Technically a Danish edition of the American edition by DC/Wildstorm, Almægtig is drawn by Denmark’s hardest-working man in mainstream comics showbiz, so let’s call it Danish too. Snejbjerg finds in Arcudi’s smart script about an ordinary man who gains godlike power a perfect match for his sparse chiaroscuro style. Arcudi’s elegant mix of human incident and big ideas challenges Snejbjerg most of the time to work with nuance and precision in place of the pyrotechnics that are otherwise the stock in trade of American genre comics. An intelligent and unpretentious take on that most hackneyed of genre exercises, the “realistic” superhero story, congenially visualized.
by Rikke Bakman
A beautifully realized suite of childhood recollections woven into the narrative framework of a single summer’s day spent at the Danish west coast when the author was six. Evocatively drawn in colored pencil, Glimt conveys a gripping sense of being there, as a child, with the glimpses of the adult world beyond the curve of age.
Here’s a preview:
“Nostalgia” in Kolor Klimax
by Johan F. Krarup
Full disclosure: this short comic appears in an anthology edited by yours truly, but that is not Krarup’s fault! “Nostalgia” documents Krarup’s visit with a well-known Danish collector of comics and Disneyana at a time when his life is coming apart after a divorce. A keen observer and deft writer, Krarup here presents his most affecting human portrait yet, framing the protagonist’s personal crisis in terms of his collector’s yen for order.
This surreal seafarer’s yarn does not conceal its epic ambition to fathom the mysteries of parenthood and mortality, but couches it in humor alternately delirious and down-to-earth.
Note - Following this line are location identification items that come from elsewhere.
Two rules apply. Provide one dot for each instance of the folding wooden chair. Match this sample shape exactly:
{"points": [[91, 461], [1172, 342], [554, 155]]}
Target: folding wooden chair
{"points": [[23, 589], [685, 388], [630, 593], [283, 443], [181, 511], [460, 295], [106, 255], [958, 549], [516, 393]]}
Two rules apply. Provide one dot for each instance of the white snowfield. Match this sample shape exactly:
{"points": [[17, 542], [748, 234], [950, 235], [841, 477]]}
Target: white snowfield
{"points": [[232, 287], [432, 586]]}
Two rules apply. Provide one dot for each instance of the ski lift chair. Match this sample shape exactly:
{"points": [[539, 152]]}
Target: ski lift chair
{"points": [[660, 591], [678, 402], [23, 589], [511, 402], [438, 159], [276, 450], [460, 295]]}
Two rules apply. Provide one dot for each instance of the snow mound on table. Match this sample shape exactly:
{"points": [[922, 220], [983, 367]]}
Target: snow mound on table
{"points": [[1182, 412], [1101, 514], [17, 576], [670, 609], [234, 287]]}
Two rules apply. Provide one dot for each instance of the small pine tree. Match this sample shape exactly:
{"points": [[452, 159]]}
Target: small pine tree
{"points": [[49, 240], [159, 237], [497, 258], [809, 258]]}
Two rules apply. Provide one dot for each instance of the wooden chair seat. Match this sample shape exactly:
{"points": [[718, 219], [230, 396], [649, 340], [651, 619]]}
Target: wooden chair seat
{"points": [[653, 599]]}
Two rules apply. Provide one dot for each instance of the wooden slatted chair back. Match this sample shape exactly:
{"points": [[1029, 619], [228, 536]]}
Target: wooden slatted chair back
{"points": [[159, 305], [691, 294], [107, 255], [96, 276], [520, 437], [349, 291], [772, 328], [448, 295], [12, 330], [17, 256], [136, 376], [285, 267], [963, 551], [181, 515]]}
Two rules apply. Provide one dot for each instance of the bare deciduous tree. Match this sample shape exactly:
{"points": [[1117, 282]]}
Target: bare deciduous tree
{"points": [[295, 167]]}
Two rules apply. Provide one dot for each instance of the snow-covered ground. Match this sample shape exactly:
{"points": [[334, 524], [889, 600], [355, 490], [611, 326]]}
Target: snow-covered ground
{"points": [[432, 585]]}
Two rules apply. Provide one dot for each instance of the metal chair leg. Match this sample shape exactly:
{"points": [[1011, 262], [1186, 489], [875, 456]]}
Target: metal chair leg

Villadsen mixes overwrought Freudian symbolism with situational comedy and flashes of occluded, yet felt, autobiography to fashion personal mythology on the page that transcends its obvious inspiration in Anke Feuchtenberger’s uncannily smudged pencil-and-charcoal rendering to become a compelling statement on life in its own right.
Here’s a preview:
by Nikoline Werdelin
One of Denmark’s greatest cartoonists of the last twenty-five years, Werdelin still retains her sharpness. A couple of years ago, when she returned to her long-running daily strip after a hiatus, she adopted a looser, sketchier approach that alleviates certain of her weaknesses as a draftswoman and gives the strip a liberated feel unseen in its earlier iterations. It still delivers the same scabrous social satire though — wickedly funny because it’s true.